Ricordo che all’età di circa 15 anni avevo scoperto in casa una cinepresa super 8 mm per fare filmini 8 millimetri.
Si chiamava così in quanto 8 millimetri era la larghezza della pellicola, con i buchi sui lati come le pellicole dei film che si proiettavano nei cinema.
Si potevano poi vedere usando un proiettore apposito per i super 8 ed un telone bianco di circa un metro e mezzo per uno, con un piedistallo da montare che doveva essere svolto dalla sua custodia.
I miei primi filmini riprendevano prevalentemente scene famigliari ed era bello poi rivederli.
Nelle prime versioni non c’era il sonoro.
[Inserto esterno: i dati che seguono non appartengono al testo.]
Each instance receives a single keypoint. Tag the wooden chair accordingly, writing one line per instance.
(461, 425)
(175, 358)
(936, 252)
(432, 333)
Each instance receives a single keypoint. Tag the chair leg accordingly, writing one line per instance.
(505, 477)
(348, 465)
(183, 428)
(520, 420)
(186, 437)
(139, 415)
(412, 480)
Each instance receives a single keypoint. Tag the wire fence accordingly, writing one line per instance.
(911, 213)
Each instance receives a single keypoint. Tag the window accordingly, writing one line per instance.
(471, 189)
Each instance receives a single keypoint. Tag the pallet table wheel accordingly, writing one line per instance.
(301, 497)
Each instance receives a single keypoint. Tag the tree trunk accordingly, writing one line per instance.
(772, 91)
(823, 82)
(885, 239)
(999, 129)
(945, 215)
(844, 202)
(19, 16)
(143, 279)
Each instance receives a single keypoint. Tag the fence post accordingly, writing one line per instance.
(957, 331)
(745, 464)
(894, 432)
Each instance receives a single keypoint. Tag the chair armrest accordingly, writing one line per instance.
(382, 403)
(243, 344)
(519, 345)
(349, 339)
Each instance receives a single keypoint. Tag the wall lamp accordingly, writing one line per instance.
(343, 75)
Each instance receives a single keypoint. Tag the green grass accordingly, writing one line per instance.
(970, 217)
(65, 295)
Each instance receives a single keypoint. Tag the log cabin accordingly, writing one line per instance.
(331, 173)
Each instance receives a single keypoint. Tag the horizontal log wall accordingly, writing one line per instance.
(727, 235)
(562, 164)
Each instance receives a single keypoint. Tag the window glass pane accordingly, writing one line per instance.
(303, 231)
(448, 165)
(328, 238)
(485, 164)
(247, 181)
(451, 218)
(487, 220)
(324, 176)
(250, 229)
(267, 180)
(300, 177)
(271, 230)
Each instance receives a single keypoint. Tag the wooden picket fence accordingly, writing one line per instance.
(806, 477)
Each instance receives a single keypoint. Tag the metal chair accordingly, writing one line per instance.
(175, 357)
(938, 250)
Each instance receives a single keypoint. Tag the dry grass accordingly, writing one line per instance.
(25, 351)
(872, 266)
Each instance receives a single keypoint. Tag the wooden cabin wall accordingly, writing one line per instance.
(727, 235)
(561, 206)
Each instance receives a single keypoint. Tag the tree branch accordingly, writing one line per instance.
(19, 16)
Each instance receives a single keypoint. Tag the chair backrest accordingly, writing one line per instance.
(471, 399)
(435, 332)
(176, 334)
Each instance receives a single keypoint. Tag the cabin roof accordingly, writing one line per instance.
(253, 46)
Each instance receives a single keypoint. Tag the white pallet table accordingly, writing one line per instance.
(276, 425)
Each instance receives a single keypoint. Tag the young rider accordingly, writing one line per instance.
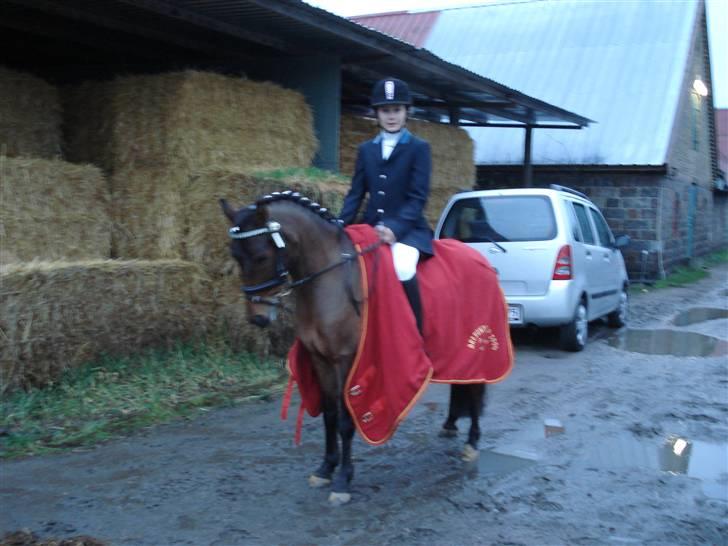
(394, 169)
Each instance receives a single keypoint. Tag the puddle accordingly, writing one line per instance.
(494, 463)
(675, 455)
(668, 342)
(699, 314)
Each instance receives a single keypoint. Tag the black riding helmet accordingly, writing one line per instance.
(390, 91)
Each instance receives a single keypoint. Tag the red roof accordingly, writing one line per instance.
(721, 129)
(409, 27)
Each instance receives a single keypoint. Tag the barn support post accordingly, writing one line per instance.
(318, 78)
(527, 166)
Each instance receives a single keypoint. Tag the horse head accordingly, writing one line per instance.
(267, 239)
Il super 8 nacque nel 1965 e la pellicola è racchiusa in un caricatore di plastica di semplicissimo uso.
Il fotogramma è più ampio e quindi la definizione migliore; questo però, insieme al fatto che il caricatore contiene esattamente 15 mt di pellicola, fa sì che un rullo Super 8 duri solo pochissimi minuti.
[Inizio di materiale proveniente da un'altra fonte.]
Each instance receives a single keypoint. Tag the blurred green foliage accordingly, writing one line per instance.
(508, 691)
Benché le cineprese 8 mm escano praticamente subito di produzione e 3M e Agfa abbandonarono la produzione di pellicole già negli anni ’70, la più diffusa pellicola 8 mm Kodachrome resta disponibile fino al 1992; nel 1973 nasce il Super 8 sonoro, con banda magnetica per la registrazione simultanea.
L’8 mm sonoro non era mai esistito, se non con registrazione sincronizzata su nastro magnetico separato.